Man, that kid sounds like a real brat. Where was his mother when all of this was going on? Surely she would have handled this differently! Or maybe not. LOL Melody

Anonymous said...

God, Linda. I remember when Lindsay would just send me over the edge. She was so bull-headed and stubborn, and so was I. It will be interesting to see what kind of child(ren?) she’ll have. She still has the capability sometimes to make me just want to smack her, but I resist the impulse (mostly).
I don’t know whether it’s any better whether the significant other gets involved or not. Doug would get in the middle of it and just make it worse by trying to fix it. Then we would both turn on him. And it would be one big free-for-all screaming match. Yikes! I kept thinking we were giving her all kinds of material to work out in therapy, and I’ve apologized to her. She says she still loves me.
Bless all their little hearts! And ours!
Love, Alice

Lila (pronounced LEE-la) said...

I took my 10-year-old ADHD grandson to live with me during his last semester of 4th grade, so his mother could finisher her last semester of nursing school without having a nervous breakdown. Our whole dynamic changed when I had to be "Mom" instead of "Nanny" and we were both more than ready for him to return home in May. I feel your pain.
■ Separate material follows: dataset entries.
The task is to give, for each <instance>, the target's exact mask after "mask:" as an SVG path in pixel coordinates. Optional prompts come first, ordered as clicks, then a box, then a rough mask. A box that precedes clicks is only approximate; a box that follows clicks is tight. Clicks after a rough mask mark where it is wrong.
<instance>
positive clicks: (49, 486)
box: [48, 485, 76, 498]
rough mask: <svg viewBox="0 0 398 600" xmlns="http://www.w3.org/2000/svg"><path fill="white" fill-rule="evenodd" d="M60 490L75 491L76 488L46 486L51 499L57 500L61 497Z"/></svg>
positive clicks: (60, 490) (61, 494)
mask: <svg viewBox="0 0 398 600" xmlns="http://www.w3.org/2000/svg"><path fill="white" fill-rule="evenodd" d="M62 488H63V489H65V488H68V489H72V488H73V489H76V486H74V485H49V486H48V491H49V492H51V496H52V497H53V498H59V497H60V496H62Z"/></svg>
Wander to the Wayside said...

Including the emails I've received in addition to these comments, I guess the view is that I'm not an ogre!

F.Y.I., Anonymous Melody is my daughter!

Wendy, I'm looking forward to seeing how Kam does when he's six. Hopefully the Love and Logic will be ingrained in his psyche, because I can't imagine Jenny taking a hammer to a plastic noise making gun, even if she is taunted with it!

Girl Tornado said...

I can't help but admit that I was smiling and even laughing just a bit... I don't think you did anything wrong here. Kids that take things to the extreme, like taunting an adult and generally disrespecting their authority, sometimes need to be taught an extreme lesson. He will most definitely remember from this episode that YOU are in charge, not him. :) And he'll be fine, as evidenced by his later behaviour towards you. I think he will love you even more in the long run for setting the boundaries, as opposed to parents who neglect to set those boundaries.

MaranathaMom said...

I feel so much better now! I think smashing the toy was brilliant. Really. Go Mawmaw. Of course, this is coming from the stay-at-home-mommy of a 3 yr old. I also have two very involved Granma's in my kids' lives, and I love knowing that they will instill some values in them while the bambinos are away from me. My kids are exactly 3 yrs apart, but one is still a baby. Sounds like fun times ahead in the sharing department! I liked this post so much, I'm gonna follow you! Feel free to check out my blogs. ParkeIt.blogspot.com is the one I am devoting to my "stories" (if that's what they're called). LOL--my mom's email address is TheWindy & her nickname is WindyLindy

Midlife Roadtripper said...

"And it's not always pretty. So, yes, I've had my share of demented moments, and I'm sure there will be more to come."

I guess that makes you human, just like the rest of us.